French unions on Thursday again took streets in the latest round of protests against the pension reforms.

The strikes, continuing since December 5, disrupted train services as hundreds of protesters poured into streets across France.

According to a report by Reuters, the police in Nates, Paris and western France fired tear gas to disperse the crowd while demonstrators hurled projectiles at the officers.

The transport services have been the worst hit due to the nationwide strikes which has led to power cuts, closure of train services and schools. 

Aviation authorities on Thursday warned of potential cancellations as traffic controllers walked off the job.

Former investment banker Macron wants to streamline France's unwieldy pension system and incentivise the French to stay in work longer to pay for some of the most generous retirement benefits in the industrialised world.

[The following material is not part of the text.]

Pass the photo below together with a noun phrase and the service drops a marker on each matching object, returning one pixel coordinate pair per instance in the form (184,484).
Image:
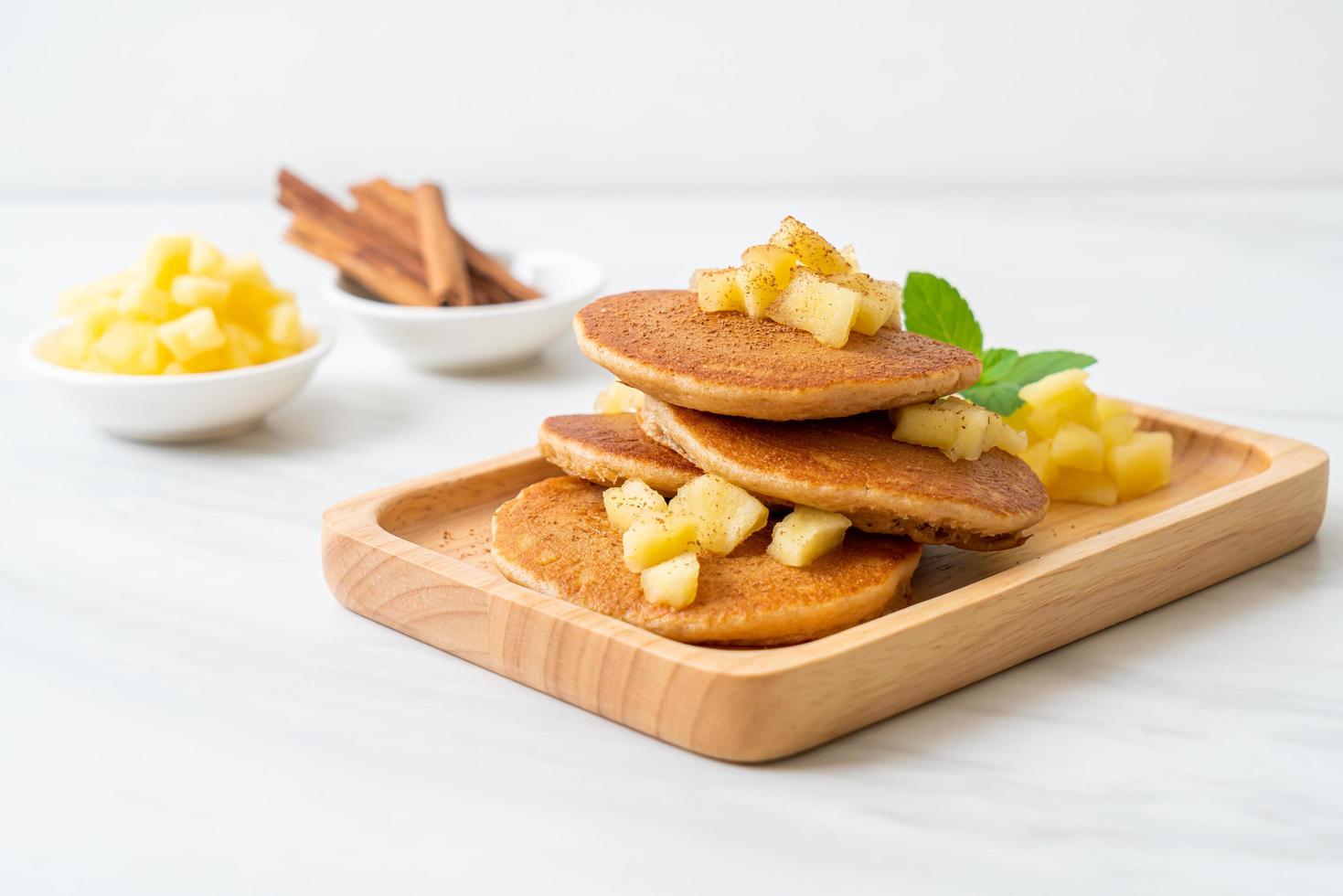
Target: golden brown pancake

Unions are demanding the government drop its reform in their biggest show of strength in decades.

Officials have said they are ready to negotiate, in particular on the hotly contested "pivot age" of 64 the government has suggested people will have to work until for a full pension -- beyond the official retirement age of 62.

The proposed reform would be the biggest overhaul of the system since World War Two and is central to the president's drive to make the French labour force more flexible and more competitive globally.

He says the myriad special benefits handed out to different types of worker deter mobility within the job market, especially within the public sector.

If Macron succeeds in defeating the unions - he has already stared them down over reform of state-run SNCF railways and an easing of labour laws - he will strengthen his hand to embark on further pro-business reforms as he eyes re-election in 2022.

Previous rallies in the capital have been marred by vandalism and clashes with police, and the Eiffel Tower has shut ahead of Thursday's protests.